My Dh made our gates out of wood slats like for fencing, put flush up next to each other & cross peices of wood on backside to make it stable (kinda like a stable door looks like in the old movies?). We have wood posts on each side of the gate, hinges attach the gate on one & a long bar type latch that slides in a loop(very sturdy kind). We Have nigerian dwarfs & pygmies. This type gate is in our buck pen too. If you think you want to see pictures I can take them tomarrow & post them here(warning...I'm not real good at posting pictures yet, HaHaHa!).


----------



## Bearfootfarm (Jul 13, 2006)

http://images.google.com/imgres?img...ire+filled+gate&gbv=2&hl=en&safe=off&ie=UTF-8

I like this type


----------



## JB114 (Oct 3, 2007)

We bought ours from tractor supply. They are the welded wire tube gates. The spacing between openings doesnt let babies thrue since we have pygmy and nigerian goats.


----------



## fishhead (Jul 19, 2006)

I put hot electric fence wires on the inside of the gate. The goats don't mess with the gate and when I open it they step aside.


----------



## Otter (Jan 15, 2008)

The best gate latch I ever had;
Go to the junkyard and cut the seatbelts out of an old car. Burn holes in the nylon and attach with bolts and washers. A monthly spray of WD40 acts like a water repellent. I've never had an animal that could open it!!!


----------



## TennesseeMama23 (May 10, 2006)

We use pallets for gates (drive a steel post through one side to make it hinge) with a concrete block on the outside so they can't push it open, it only opens to the inside.


----------



## GoddessKristie (Jun 18, 2007)

Wow, everyone has really good tips! I was conscerned about miniature kids getting through those tube gates. Maybe I should take a second look at the ones accross the street. 
Otter, that's brilliant!

A big thank you to everyone who has given their ideas so far!
Keep em coming


----------



## CookingPam777 (Oct 16, 2007)

For my buck my dad made a metal sturdy gate of scrap metal.


----------



## prairiedog (Jan 18, 2007)

We just use a small section of the cattle panel we use for fence and use bungie cords to fasten workd ofr out bucks and our does they occasionally chew through a bungie but since I'm in and out of the pen several times a day I can keep close track of it.


----------



## Wags (Jun 2, 2002)

I use a regular chainlink type gate - set between two wooden posts. The goats have never tried getting out (pushing up the U) but my two year old likes to let them out so I use a metal clip that is too tough for him to open.

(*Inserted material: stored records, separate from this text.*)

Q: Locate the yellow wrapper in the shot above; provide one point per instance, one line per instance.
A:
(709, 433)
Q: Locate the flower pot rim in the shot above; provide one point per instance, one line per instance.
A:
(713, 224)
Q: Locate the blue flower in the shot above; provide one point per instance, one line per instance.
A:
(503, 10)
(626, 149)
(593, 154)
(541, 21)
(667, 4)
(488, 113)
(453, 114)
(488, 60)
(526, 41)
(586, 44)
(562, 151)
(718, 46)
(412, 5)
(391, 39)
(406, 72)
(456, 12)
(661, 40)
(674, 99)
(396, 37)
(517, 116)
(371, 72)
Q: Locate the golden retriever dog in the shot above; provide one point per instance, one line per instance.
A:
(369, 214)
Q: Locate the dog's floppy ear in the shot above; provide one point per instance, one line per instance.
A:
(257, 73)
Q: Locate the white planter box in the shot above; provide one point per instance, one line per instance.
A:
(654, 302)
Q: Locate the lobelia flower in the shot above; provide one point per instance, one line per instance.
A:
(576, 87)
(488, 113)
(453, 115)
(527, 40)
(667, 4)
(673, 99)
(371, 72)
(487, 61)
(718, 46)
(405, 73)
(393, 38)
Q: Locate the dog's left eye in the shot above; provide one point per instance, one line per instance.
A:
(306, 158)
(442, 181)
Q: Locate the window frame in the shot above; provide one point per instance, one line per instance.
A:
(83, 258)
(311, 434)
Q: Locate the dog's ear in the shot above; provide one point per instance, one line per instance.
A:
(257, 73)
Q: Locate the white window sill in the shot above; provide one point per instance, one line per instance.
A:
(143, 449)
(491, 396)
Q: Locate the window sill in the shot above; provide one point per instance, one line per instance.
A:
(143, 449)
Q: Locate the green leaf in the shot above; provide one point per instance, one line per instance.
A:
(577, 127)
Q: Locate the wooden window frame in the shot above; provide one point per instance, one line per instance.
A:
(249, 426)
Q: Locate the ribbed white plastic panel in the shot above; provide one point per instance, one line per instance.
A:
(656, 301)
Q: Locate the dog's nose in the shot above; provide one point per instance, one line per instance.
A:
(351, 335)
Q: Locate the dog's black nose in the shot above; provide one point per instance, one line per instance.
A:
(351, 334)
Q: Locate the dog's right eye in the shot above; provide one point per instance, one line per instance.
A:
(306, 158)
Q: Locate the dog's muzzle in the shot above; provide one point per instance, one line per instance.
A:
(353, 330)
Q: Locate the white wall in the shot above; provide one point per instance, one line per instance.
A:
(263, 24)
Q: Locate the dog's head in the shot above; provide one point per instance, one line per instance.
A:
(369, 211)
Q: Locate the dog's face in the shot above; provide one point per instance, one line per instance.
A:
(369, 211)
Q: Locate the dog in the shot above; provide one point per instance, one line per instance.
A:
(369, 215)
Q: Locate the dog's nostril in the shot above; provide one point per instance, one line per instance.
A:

I did attach about a 2 ft length of 2x4 on the bottom part of the wooden post to narrow the opening so my niggie babies couldn't squeeze through.


----------



## GoddessKristie (Jun 18, 2007)

Well, I decided on the seat belt latch. I simply attached it to the post and the last fence panel (combo) with those wire clasp-ring things (you know the ones, they tighten with a screw driver). It took them a whole year but they did get out! They chewed and chewed at it until the plastic case fell off the side with the button and then somehow pressed the bare button against the fence panel. 
I always thought they'd run away if they got out but they came up on the porch yelling for me! It was as though they were coming for a visit. Boy was I rolling! They were happy to go back in for some BOSS and I simply turned the latch around so the button was on the outside where it could not be pressed against the fence to get it open. 
Silly girls.


----------